Hier spielt auch in Zukunft die Musik. Innovative Produktionslösungen zur Herstellung von Flat Panel- (FPDs) sowie Touchpanel-Displays sind gefragt – und Manz bietet die entsprechenden Lösungen. Schätzungen zufolge wird der Umsatz aus den Bereichen Mobile Computing und Smartphones 2014 erstmals den Marktanteil von LCD-Fernsehen übertreffen. Manz verfügt über Produktionsstandorte in Taiwan und China, hier liegen die Hotspots der Branche. Nachfrage ist reichlich vorhanden, dafür sorgt allein schon Apple. Die Zulieferer des Giganten setzen zur Bearbeitung des Saphireglases für die Apple Watch auf das Know-how des deutschen Maschinenbauers. Erstmals im Frühjahr 2015 dürfte die Uhr über die Ladentheke gehen, der Jahresabsatz könnte bei bis zu 40 Millionen Stück liegen. Positive Überraschungen nicht ausgeschlossen. Wobei auch negative Entwicklungen im Hightech-Segment dazugehören. Eigentlich sollte auch das iPhone 6 mit Saphireglas-Display die Kunden begeistern, schließlich gilt das Spezialglas als nahezu unzerstörbar. Probleme beim Hersteller ließen den Traum platzen, nun ruhen die Hoffnungen auf dem iPhone 7.
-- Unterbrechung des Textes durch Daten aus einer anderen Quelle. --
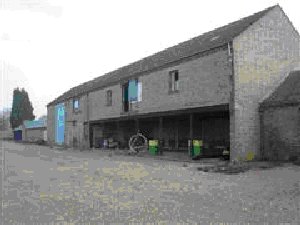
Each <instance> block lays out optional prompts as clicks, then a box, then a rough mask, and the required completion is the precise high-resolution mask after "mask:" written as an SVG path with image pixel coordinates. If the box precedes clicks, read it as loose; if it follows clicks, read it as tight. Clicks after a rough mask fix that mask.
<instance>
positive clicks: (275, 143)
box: [260, 71, 300, 160]
mask: <svg viewBox="0 0 300 225" xmlns="http://www.w3.org/2000/svg"><path fill="white" fill-rule="evenodd" d="M260 117H261V131H262V132H261V154H262V157H263V158H265V159H270V160H291V159H293V158H294V159H296V158H297V157H298V158H300V71H293V72H291V73H290V74H289V76H288V77H287V78H286V79H285V80H284V81H283V83H282V84H281V85H280V86H279V87H278V88H277V89H276V90H275V91H274V92H273V93H272V94H271V95H270V96H269V97H268V98H266V99H265V100H264V101H263V102H262V103H261V104H260Z"/></svg>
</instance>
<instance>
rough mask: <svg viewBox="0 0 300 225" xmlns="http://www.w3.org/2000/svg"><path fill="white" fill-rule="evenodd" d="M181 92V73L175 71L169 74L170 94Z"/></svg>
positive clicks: (169, 87)
mask: <svg viewBox="0 0 300 225" xmlns="http://www.w3.org/2000/svg"><path fill="white" fill-rule="evenodd" d="M176 91H179V72H178V70H173V71H170V72H169V92H176Z"/></svg>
Mindestens ebenso viel Fantasie bietet der Bereich Battery. Hier verfügen die Reutlinger über Know-how in der Wickel- und Stapeltechnologie, den beiden führenden Lösungen bei der Herstellung von Lithium-Ionen-Batterien für stationäre Energiespeicherung und Geräte wie Smartphones und Tablet-Computer. Die Umsätze zogen im Jahresvergleich um 66 Prozent an, der Anteil an den Gesamterlösen fällt mit fünf Prozent aber noch klein aus. Hier ist noch viel Luft nach oben. In den kommenden Monaten sind Aufträge im niedrigen dreistelligen Millionenbereich möglich und würden den derzeit saisonal geringen Auftragsbestand von 51 Mio. Euro anschieben. Keine Frage: In ganz neue Dimensionen könnte der Bereich bei einem Auftrag von Apple vordringen – doch das ist noch Zukunftsmusik. Ähnlich sind auch die Gerüchte um Tesla einzuordnen. Bei der Gigafactory in Nevada spielt zwar Panasonic die erste Geige, aber auch Manz könnte ein Stück vom Kuchen bekommen. Analysten verweisen zudem immer wieder auf einen Auftrag für eine Dünnschicht-Solarfabrik.
Zwischenfazit: Manz hat einige heiße Eisen im Feuer. Ob und wann diese sich auch gewinnbringend in der Bilanz niederschlagen, ist offen. Hier dominiert das Prinzip Hoffnung. Das Bankhaus Lampe rechnet 2015 mit dem Durchbruch und erwartet einen Gewinn je Aktie von 4,96 Euro. Zur Einordnung: Für 2014 liegen die Prognosen bei einem Verlust von 0,57 Euro. Das Kursziel wird mit 95 Euro angegeben, nicht ganz so sportlich ist Warburg Research mit 85 Euro. Die Experetn von Close Brothers Seydler geben gar nur 67 Euro aus.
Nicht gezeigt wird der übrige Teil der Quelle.